Il est frappant de constater que tous ces pays, pourtant alliés des États-Unis sous Trump, ont tous adopté des positions publiques profondément hostiles à Israël. Plusieurs ont même soutenu l’idée d’une Force internationale de stabilisation (ISF), non pour neutraliser le Hamas, mais avant tout pour contenir Israël.
Ces prises de position interviennent en outre dans un contexte d’hostilité internationale croissante envers le gouvernement israélien en particulier et envers Israël en général.

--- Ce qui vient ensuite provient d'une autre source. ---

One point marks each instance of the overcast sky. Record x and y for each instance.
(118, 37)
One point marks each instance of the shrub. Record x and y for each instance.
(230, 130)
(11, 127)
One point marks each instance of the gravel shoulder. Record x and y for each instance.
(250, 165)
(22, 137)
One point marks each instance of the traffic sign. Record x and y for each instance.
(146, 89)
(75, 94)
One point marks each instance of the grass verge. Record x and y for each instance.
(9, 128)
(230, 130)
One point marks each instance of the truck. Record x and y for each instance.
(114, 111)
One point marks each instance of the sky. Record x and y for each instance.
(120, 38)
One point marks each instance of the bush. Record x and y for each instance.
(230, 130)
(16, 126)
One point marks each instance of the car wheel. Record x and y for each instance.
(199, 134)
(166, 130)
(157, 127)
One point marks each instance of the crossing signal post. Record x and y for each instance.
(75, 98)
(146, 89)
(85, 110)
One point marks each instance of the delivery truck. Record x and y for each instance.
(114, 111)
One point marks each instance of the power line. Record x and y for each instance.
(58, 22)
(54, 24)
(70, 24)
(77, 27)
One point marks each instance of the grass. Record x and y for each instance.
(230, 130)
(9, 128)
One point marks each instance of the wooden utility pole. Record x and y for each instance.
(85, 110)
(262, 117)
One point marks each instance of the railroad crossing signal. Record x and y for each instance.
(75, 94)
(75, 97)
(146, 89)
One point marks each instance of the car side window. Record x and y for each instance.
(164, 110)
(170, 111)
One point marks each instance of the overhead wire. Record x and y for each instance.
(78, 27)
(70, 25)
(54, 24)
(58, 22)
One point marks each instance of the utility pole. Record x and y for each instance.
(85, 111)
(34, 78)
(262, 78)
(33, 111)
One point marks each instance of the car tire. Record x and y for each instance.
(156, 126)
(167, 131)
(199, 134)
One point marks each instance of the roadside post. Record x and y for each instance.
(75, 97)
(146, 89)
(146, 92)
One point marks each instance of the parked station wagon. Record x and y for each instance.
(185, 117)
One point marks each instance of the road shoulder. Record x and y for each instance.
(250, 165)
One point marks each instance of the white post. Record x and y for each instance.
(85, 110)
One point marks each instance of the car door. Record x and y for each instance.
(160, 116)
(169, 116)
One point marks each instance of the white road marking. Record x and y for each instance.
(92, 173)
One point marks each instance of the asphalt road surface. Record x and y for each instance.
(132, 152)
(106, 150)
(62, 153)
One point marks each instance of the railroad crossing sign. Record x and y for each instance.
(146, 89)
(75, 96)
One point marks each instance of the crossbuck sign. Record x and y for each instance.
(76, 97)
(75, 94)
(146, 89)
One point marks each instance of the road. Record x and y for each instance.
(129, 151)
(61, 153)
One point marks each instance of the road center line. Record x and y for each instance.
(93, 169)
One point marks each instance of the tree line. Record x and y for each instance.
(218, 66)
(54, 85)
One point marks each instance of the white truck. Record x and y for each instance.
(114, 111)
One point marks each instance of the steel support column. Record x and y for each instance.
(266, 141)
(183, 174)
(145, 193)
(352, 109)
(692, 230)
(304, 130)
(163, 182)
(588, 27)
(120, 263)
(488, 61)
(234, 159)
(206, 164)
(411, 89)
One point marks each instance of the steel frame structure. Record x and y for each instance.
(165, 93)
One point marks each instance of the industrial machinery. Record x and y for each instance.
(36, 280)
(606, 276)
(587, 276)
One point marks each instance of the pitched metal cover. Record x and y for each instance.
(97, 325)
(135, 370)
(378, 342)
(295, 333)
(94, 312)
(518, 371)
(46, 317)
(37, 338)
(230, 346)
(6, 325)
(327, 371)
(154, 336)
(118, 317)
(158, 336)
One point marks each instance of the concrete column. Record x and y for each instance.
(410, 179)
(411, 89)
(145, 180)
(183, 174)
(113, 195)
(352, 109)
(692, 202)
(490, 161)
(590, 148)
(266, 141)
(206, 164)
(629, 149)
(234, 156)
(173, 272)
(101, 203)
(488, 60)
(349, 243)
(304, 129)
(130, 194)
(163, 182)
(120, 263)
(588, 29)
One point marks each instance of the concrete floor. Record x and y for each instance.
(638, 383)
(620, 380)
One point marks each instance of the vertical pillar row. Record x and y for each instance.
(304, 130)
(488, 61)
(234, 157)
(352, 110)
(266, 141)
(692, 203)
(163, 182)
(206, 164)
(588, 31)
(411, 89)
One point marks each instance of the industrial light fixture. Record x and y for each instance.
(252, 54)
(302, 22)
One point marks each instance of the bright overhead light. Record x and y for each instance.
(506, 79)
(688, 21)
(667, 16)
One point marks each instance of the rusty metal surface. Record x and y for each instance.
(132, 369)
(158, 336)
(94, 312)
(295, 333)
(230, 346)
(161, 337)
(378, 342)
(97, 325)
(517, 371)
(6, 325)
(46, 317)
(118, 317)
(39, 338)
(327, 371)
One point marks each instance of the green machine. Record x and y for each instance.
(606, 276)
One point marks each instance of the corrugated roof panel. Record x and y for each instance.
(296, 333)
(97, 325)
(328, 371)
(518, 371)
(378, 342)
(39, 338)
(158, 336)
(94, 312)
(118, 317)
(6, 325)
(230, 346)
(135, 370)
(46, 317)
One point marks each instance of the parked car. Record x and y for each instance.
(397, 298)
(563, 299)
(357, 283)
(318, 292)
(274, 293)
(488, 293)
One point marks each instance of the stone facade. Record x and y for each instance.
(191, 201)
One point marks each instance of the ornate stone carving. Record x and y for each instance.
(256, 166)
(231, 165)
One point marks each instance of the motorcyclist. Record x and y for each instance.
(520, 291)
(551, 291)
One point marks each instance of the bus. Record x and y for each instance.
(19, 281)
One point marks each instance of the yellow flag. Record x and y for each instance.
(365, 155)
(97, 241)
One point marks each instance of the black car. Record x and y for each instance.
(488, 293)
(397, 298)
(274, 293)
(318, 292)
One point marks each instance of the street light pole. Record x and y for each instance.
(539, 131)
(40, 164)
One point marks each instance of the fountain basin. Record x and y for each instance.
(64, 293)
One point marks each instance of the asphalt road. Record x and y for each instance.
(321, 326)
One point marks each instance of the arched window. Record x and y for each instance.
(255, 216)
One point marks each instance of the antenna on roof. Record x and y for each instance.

Cette tendance apparaît également à un moment où une évaluation réaliste, compte tenu de l’évolution négative de l’opinion publique américaine et des changements en cours au sein des partis républicain et démocrate, laisserait penser que Trump pourrait être le dernier président américain à soutenir fermement Israël dans un avenir prévisible.
Et ce, alors même qu’Israël, sous la direction d’un Netanyahu impitoyable, est de nouveau fracturé, des divisions internes exploitées par ses ennemis il y a à peine deux ans. Le pays est aujourd’hui déchiré par des dissensions profondes qui portent sur la non-participation des ultra-orthodoxes à Tsahal, la volonté du gouvernement de soumettre le pouvoir judiciaire et les forces de l’ordre à son autorité, les initiatives visant à instaurer un contrôle gouvernemental sur les médias, ainsi que la demande insistante du Premier ministre d’obtenir une grâce présidentielle.
Il est donc évident qu’un orgueil démesuré ne saurait, ni ne pourrait, avoir sa place, pas plus qu’une cécité persistante aux effets potentiellement dévastateurs. Cela vaut pour les menaces ennemies dans la région, pour le contexte diplomatique régional et mondial, et pour la situation intérieure du pays.
Et pourtant, cet orgueil revient insidieusement.
L’actuel chef de Tsahal, Eyal Zamir, engagé dans un bras de fer avec le ministre de la Défense Israel Katz pour exercer réellement son autorité, a réaffirmé à deux reprises ces derniers jours sa volonté de préparer l’armée à une « guerre surprise » susceptible de survenir à tout moment dans les années à venir.
Cette intention paraît parfaitement sensée, mais elle arrive tardivement et demeure entravée par l’absence de commission d’enquête d’État. Le 7 octobre 2023 a montré à Israël que son orgueil l’avait empêché de se préparer à la pire « guerre surprise » de son histoire moderne.